Here's a strategy I have found works well when attacking performance problems:
Identify the main bottlenecks (look for about the top five bottlenecks, but go higher or lower if you prefer).
Choose the quickest and easiest one to fix, and address it (except for distributed applications where the top bottleneck is usually the one to attack: see the following paragraph).
Repeat from Step 1.
This procedure gets your application tuned the quickest. The advantage of choosing the "quickest to fix" of the top few bottlenecks rather than the absolute topmost problem is that once a bottleneck has been eliminated, the characteristics of the application change, and the topmost bottleneck may not need to be addressed any longer. However, in distributed applications I advise you target the topmost bottleneck. The characteristics of distributed applications are such that the main bottleneck is almost always the best to fix and, once fixed, the next main bottleneck is usually in a completely different component of the system.
Although this strategy is simple and actually quite obvious, I nevertheless find that I have to repeat it again and again: once programmers get the bit between their teeth, they just love to apply themselves to the interesting parts of the problems. After all, who wants to unroll loop after boring loop when there's a nice juicy caching technique you're eager to apply?
You should always treat the actual identification of the cause of the performance bottleneck as a science, not an art. The general procedure is straightforward:
Measure the performance by using profilers and benchmark suites and by instrumenting code.
Identify the locations of any bottlenecks.
Think of a hypothesis for the cause of the bottleneck.
Consider any factors that may refute your hypothesis.
Create a test to isolate the factor identified by the hypothesis.
Test the hypothesis.
Alter the application to reduce the bottleneck.
Test that the alteration improves performance, and measure the improvement (include regression-testing the affected code).
Repeat from Step 1.
Here's the procedure for a particular example:
You run the application through your standard profiler (measurement).
You find that the code spends a huge 11% of its time in one method (identification of bottleneck).
Looking at the code, you find a complex loop and guess this is the problem (hypothesis).
You see that it is not iterating that many times, so possibly the bottleneck could be outside the loop (confounding factor).
You could vary the loop iteration as a test to see if that identifies the loop as the bottleneck. However, you instead try to optimize the loop by reducing the number of method calls it makes: this provides a test to identify the loop as the bottleneck and at the same time provides a possible solution.

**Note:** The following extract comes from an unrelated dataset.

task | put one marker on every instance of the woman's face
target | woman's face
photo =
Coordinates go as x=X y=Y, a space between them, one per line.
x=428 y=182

In doing this, you are combining two steps, Steps 5 and 7. Although this is frequently the way tuning actually goes, be aware that this can make the tuning process longer: if there is no speedup, it may be because your optimization did not actually make things faster, in which case you have neither confirmed nor eliminated the loop as the cause of the bottleneck.
Rerunning the profile on the altered application finds that this method has shifted its percentage time down to just 4%. This method may still be a candidate for further optimization, but nevertheless it's confirmed as the bottleneck and your change has improved performance.
(Already done, combined with Step 5.)
(Already done, combined with Step 6.)